I built mine for around $450, and it is infinitely more useful than any H/U or double din unit.

Best SQ, you are going to want a solid 7.1 channel card. Depending on the case size, the 1010LT or the Asus Xonar's are great options with very high signal/noise ratios and output voltages.

In my opinion, skip low power processors as they are trash if you decide to use the PC to run things active. My bottom of the line ($39) full power Sandy Bridge is about 3-4 times faster than the best low power Atom. We are now at a point where all the full size processors are very efficient and just use their multipliers to reduce idle/off throttle usage to near low power processor levels.

You will need an M2 or M4 ATX DC-DC regulator.

Besides that, build it like a normal PC.


----------



## welshtony (Jun 8, 2013)

Thank you for the reply.

Been looking everywhere for the M4 ATX DC-DC regulator sold in the Uk :worried:
I did how ever find this site with what I think I might need but unsure. Here is the page > Car Computer UK

Ah brilliant if I can build it as a normal PC I think I will go down the micro or mini atx route with on board graphics rather than a graphics card due to size.
And up to a max of 4GB Ram I think


----------



## Hi-FiDelity (Jan 22, 2013)

If you're going to go integrated graphics I would go the with an AMD APU as apposed to a an Intel unit. I know that you won't be doing any kind of gaming on this system but the lowest AMD APU still has a significantly more powerful GPU than any last gen Intel. Also as far as ram goes most mini ATX boards can support up to 16GB (2 slots + 2 8GB dimms = 16GB) and with memory prices the way they are I'd go with 8GB.


----------



## welshtony (Jun 8, 2013)

Thank you for your reply.

I prefer AMD over intel anyway. Had AMD computers for as long as I can remember. Intel ones just dont agree with me lol
Yeah saying that you are correct with the prices so yeah 8GB may be worth going for.
With the prices of HDD's I think a 1TB one will be handy also  Im sure that will come in handy with storing music lol


EDIT: actually thinking about it another question is how do people go about with disc drives be it CD,DVD or Blu-Ray drives?
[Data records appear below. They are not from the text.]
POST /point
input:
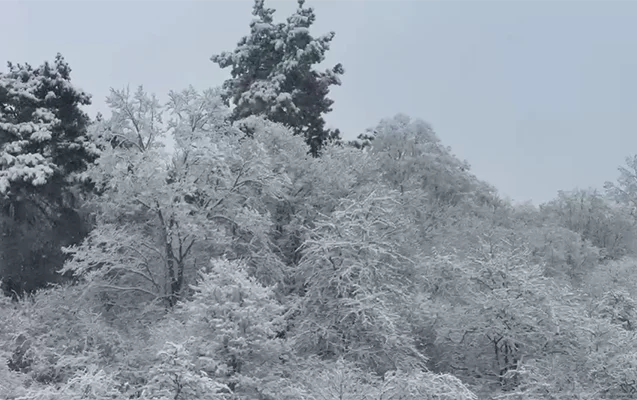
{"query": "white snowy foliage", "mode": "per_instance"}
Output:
(26, 146)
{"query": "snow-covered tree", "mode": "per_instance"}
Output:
(273, 74)
(159, 217)
(43, 150)
(43, 141)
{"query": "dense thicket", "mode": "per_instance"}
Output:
(242, 267)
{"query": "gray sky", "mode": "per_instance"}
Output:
(537, 95)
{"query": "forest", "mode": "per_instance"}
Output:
(225, 244)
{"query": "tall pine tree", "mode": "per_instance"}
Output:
(43, 150)
(273, 74)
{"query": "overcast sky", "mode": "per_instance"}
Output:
(538, 95)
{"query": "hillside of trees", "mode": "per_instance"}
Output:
(262, 256)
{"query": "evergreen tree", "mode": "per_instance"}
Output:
(273, 75)
(43, 151)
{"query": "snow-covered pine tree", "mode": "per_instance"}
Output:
(273, 74)
(43, 148)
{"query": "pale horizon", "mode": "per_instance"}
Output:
(537, 96)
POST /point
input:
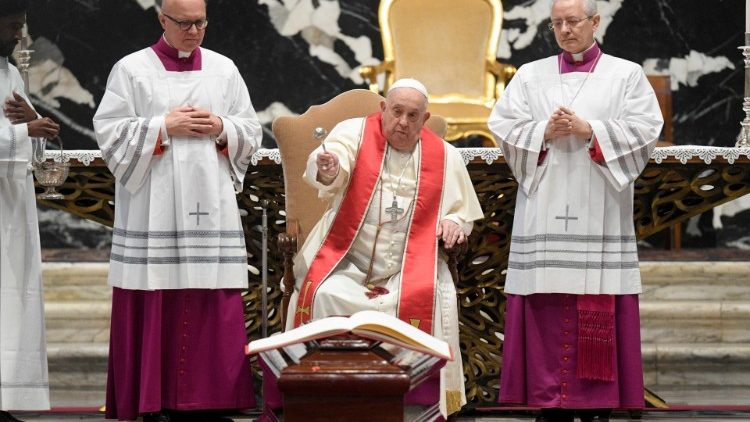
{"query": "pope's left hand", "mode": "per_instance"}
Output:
(17, 110)
(451, 233)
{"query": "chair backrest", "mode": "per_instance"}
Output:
(663, 89)
(459, 38)
(294, 137)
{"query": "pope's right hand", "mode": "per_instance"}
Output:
(43, 128)
(188, 121)
(328, 166)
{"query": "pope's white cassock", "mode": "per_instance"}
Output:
(344, 292)
(177, 226)
(23, 352)
(573, 245)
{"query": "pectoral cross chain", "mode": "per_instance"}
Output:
(394, 211)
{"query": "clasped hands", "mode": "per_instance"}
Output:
(193, 121)
(565, 122)
(18, 111)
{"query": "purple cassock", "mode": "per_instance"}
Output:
(540, 355)
(179, 349)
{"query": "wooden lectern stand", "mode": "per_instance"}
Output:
(345, 378)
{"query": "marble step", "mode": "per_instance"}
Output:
(696, 364)
(77, 366)
(695, 281)
(76, 281)
(695, 321)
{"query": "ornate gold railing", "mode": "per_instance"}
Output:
(678, 183)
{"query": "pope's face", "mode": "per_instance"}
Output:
(404, 114)
(573, 37)
(185, 11)
(10, 32)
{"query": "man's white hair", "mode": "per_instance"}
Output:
(589, 6)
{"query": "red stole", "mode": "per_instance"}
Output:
(419, 267)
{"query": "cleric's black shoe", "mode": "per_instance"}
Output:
(556, 415)
(591, 415)
(156, 417)
(7, 417)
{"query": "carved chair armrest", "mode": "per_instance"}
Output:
(453, 254)
(503, 73)
(371, 72)
(288, 248)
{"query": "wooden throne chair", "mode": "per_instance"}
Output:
(464, 79)
(295, 137)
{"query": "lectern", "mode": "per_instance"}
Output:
(344, 379)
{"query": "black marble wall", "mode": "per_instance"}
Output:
(281, 47)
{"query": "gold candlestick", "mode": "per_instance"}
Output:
(743, 141)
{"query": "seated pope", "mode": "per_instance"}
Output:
(396, 189)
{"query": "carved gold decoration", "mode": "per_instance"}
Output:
(671, 189)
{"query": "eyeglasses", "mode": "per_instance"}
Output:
(557, 24)
(200, 24)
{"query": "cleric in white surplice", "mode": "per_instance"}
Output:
(576, 130)
(24, 384)
(177, 128)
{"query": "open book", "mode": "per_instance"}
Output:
(367, 324)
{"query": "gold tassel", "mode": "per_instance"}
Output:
(452, 401)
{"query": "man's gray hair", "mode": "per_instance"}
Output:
(589, 6)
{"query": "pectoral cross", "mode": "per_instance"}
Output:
(394, 211)
(198, 213)
(566, 217)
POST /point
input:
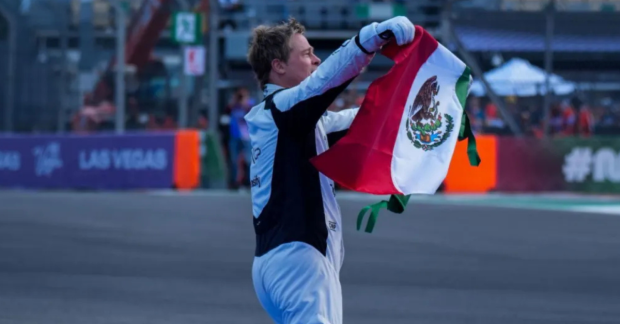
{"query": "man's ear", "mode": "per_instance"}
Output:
(278, 66)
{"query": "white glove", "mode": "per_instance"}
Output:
(375, 35)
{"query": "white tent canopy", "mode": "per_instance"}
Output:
(518, 77)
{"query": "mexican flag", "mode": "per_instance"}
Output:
(403, 138)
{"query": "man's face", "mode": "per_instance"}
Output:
(301, 62)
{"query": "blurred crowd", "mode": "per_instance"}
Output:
(567, 117)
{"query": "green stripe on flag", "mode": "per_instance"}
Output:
(461, 86)
(396, 204)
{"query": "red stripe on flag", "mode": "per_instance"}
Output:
(362, 160)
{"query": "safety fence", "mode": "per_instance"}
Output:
(190, 159)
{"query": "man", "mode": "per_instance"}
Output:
(299, 249)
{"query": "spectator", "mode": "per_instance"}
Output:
(239, 144)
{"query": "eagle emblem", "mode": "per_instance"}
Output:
(424, 122)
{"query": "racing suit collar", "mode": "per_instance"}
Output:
(270, 88)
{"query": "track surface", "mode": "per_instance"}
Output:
(138, 258)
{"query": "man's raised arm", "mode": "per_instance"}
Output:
(298, 109)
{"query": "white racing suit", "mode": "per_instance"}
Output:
(297, 221)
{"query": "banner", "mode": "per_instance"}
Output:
(130, 161)
(567, 164)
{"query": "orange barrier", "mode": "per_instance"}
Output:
(187, 160)
(464, 178)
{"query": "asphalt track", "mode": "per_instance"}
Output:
(138, 258)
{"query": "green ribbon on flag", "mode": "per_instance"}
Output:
(466, 133)
(396, 204)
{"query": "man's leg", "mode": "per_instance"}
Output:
(299, 285)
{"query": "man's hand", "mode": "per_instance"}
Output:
(375, 35)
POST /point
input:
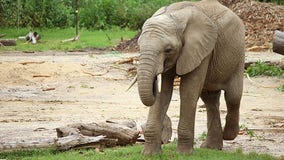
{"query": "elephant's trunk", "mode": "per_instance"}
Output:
(146, 78)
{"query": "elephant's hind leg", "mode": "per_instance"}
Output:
(157, 114)
(214, 138)
(233, 95)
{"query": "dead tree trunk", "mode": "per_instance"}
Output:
(123, 134)
(8, 42)
(278, 42)
(77, 136)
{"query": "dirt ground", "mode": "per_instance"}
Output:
(70, 87)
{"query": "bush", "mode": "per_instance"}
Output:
(35, 13)
(260, 68)
(93, 14)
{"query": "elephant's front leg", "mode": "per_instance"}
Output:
(157, 114)
(190, 90)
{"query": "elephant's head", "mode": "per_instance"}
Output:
(179, 38)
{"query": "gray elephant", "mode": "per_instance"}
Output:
(203, 43)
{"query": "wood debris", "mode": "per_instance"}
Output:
(261, 21)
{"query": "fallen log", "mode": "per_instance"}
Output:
(8, 42)
(24, 145)
(123, 134)
(78, 136)
(278, 42)
(31, 62)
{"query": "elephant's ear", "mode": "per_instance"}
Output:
(199, 38)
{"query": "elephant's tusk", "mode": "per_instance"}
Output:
(132, 83)
(159, 78)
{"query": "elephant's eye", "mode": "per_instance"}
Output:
(168, 49)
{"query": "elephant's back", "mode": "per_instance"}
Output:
(230, 45)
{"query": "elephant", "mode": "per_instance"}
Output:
(203, 43)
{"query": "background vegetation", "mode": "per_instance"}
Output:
(93, 14)
(51, 39)
(133, 153)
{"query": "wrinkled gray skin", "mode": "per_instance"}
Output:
(203, 43)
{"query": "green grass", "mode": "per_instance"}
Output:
(260, 68)
(132, 153)
(51, 39)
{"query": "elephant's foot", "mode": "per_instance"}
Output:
(185, 149)
(212, 145)
(152, 149)
(231, 131)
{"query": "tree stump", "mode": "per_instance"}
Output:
(278, 42)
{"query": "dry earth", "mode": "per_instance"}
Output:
(64, 88)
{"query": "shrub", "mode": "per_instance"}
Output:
(260, 68)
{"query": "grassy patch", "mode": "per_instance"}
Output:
(132, 153)
(261, 68)
(51, 39)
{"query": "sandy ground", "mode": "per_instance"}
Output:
(64, 88)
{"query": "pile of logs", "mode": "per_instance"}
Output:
(111, 133)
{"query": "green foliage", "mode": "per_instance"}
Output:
(132, 153)
(281, 88)
(261, 68)
(203, 136)
(93, 14)
(102, 14)
(51, 39)
(35, 13)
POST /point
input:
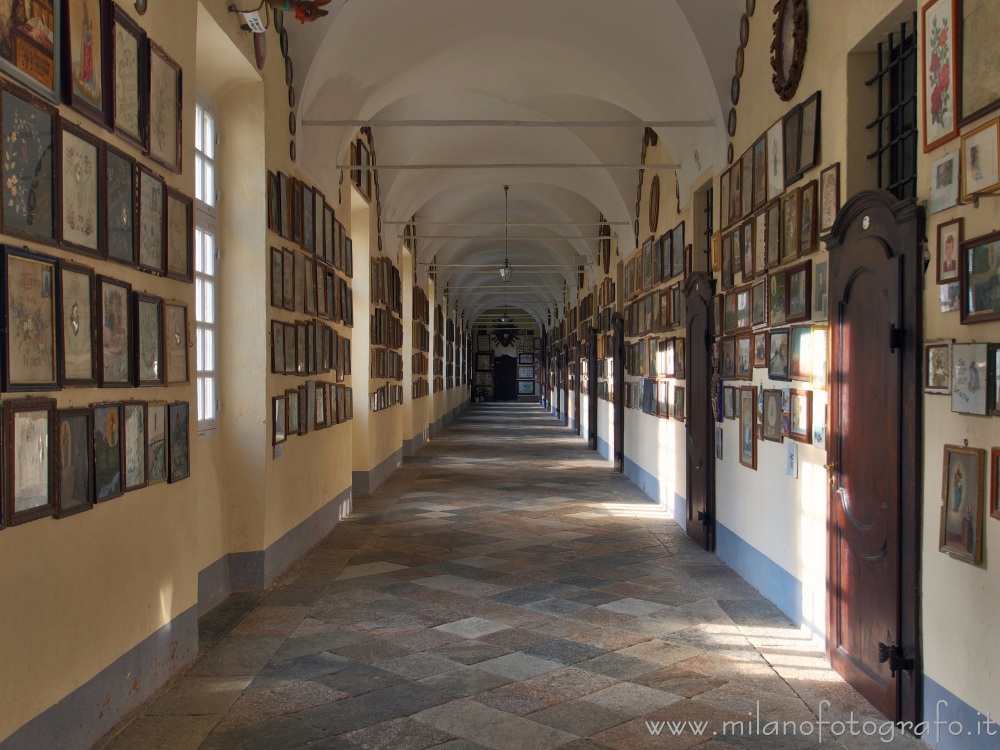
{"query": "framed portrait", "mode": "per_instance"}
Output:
(772, 416)
(134, 438)
(979, 270)
(108, 451)
(165, 104)
(175, 342)
(30, 191)
(120, 187)
(114, 332)
(179, 466)
(971, 378)
(807, 218)
(777, 354)
(944, 182)
(148, 327)
(30, 355)
(748, 426)
(29, 429)
(980, 79)
(74, 462)
(279, 420)
(798, 294)
(129, 66)
(86, 73)
(152, 195)
(179, 234)
(156, 442)
(77, 332)
(981, 160)
(962, 481)
(775, 160)
(31, 52)
(82, 167)
(937, 366)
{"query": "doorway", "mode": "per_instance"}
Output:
(874, 449)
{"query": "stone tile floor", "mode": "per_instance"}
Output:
(505, 589)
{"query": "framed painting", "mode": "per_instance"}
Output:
(134, 438)
(979, 271)
(179, 236)
(30, 138)
(108, 451)
(980, 79)
(114, 332)
(74, 462)
(129, 65)
(77, 332)
(152, 196)
(748, 423)
(156, 442)
(30, 354)
(963, 478)
(981, 160)
(30, 45)
(29, 469)
(971, 376)
(949, 243)
(86, 73)
(82, 166)
(175, 343)
(937, 366)
(148, 327)
(771, 413)
(179, 458)
(777, 354)
(120, 187)
(165, 108)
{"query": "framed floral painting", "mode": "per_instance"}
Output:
(30, 355)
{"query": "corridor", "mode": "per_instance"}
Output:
(505, 589)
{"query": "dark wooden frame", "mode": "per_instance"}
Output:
(145, 446)
(12, 516)
(116, 405)
(133, 29)
(6, 87)
(139, 298)
(26, 255)
(127, 316)
(99, 189)
(158, 51)
(66, 381)
(88, 415)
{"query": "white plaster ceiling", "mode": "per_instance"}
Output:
(554, 60)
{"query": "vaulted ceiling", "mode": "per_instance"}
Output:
(549, 70)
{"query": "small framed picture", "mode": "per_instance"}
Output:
(108, 451)
(979, 269)
(944, 182)
(179, 456)
(74, 462)
(981, 160)
(937, 366)
(30, 353)
(963, 479)
(772, 416)
(29, 436)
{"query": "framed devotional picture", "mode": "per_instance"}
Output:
(165, 105)
(30, 354)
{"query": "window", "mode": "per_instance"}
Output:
(895, 127)
(206, 257)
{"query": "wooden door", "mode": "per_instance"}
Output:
(700, 483)
(874, 450)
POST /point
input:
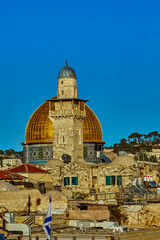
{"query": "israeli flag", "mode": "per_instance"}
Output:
(47, 222)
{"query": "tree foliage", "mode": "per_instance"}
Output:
(137, 142)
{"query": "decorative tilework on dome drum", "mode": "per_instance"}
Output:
(39, 128)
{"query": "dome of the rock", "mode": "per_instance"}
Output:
(40, 130)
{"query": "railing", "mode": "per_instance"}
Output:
(73, 237)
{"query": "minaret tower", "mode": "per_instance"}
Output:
(67, 113)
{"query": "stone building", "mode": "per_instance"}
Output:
(66, 135)
(63, 125)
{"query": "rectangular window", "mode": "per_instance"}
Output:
(74, 180)
(110, 180)
(66, 181)
(119, 180)
(113, 180)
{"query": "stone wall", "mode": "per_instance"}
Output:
(90, 176)
(90, 215)
(17, 201)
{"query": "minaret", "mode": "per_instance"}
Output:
(67, 113)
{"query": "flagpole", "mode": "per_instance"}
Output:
(48, 221)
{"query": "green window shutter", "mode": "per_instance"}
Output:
(112, 180)
(74, 180)
(108, 180)
(66, 181)
(119, 180)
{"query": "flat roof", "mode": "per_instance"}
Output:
(67, 99)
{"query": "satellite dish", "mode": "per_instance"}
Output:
(100, 202)
(66, 158)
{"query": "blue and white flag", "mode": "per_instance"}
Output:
(47, 222)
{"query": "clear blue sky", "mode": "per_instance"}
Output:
(113, 45)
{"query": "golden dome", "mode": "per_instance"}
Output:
(39, 128)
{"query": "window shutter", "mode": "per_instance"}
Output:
(64, 181)
(119, 180)
(108, 180)
(74, 180)
(113, 180)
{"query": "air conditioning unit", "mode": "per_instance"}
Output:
(134, 165)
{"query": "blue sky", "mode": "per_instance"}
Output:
(114, 47)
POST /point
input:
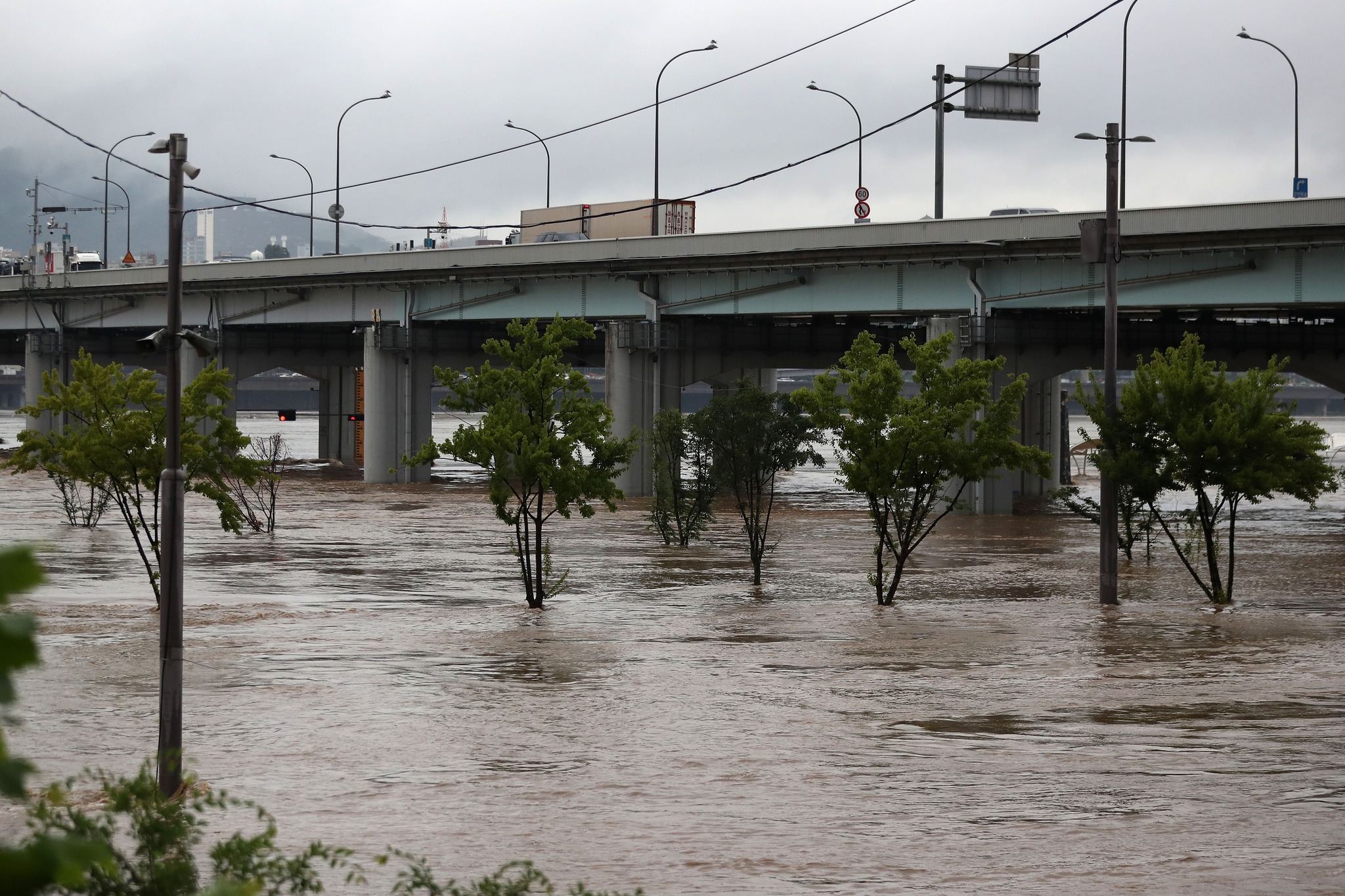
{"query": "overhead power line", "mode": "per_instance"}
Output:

Ideally I would like it to be in the dash. Maybe a flip down monitor be it manual or motorized with the drive behind it
Is that possible?


----------



## Hi-FiDelity (Jan 22, 2013)

welshtony said:


> Thank you for your reply.
> 
> I prefer AMD over intel anyway. Had AMD computers for as long as I can remember. Intel ones just dont agree with me lol


Same here. 



welshtony said:


> Yeah saying that you are correct with the prices so yeah 8GB may be worth going for.
> With the prices of HDD's I think a 1TB one will be handy also  Im sure that will come in handy with storing music lol


I would either go Solid state (I know capacity and price are a big issue there) or get a large regular HDD and pad the **** out of it to dampen shocks as much as possible.




welshtony said:


> EDIT: actually thinking about it another question is how do people go about with disc drives be it CD,DVD or Blu-Ray drives?
> Ideally I would like it to be in the dash. Maybe a flip down monitor be it manual or motorized with the drive behind it
> Is that possible?


It's possible just gonna take some work and a bit of trial and error. Personally I would get an external USB/Sata drive and hide it in the glove box or center console but the level of difficulty and complexity is ultimately up to you.


----------



## welshtony (Jun 8, 2013)

O yeah I didnt even think of the shock from the roads :/ 
I can get a 240GB SSD drive for about £100 (been looking into 1 for my gaming rig)

I have been looking around and found loads of old posts on different sites and videos on youtube where some screens have a built in DVD player on them. Only thing is I can't actually find 1 for sale or I jsut have no idea what I am looking for lol.

Can anyone recommend 1 of these monitors?


----------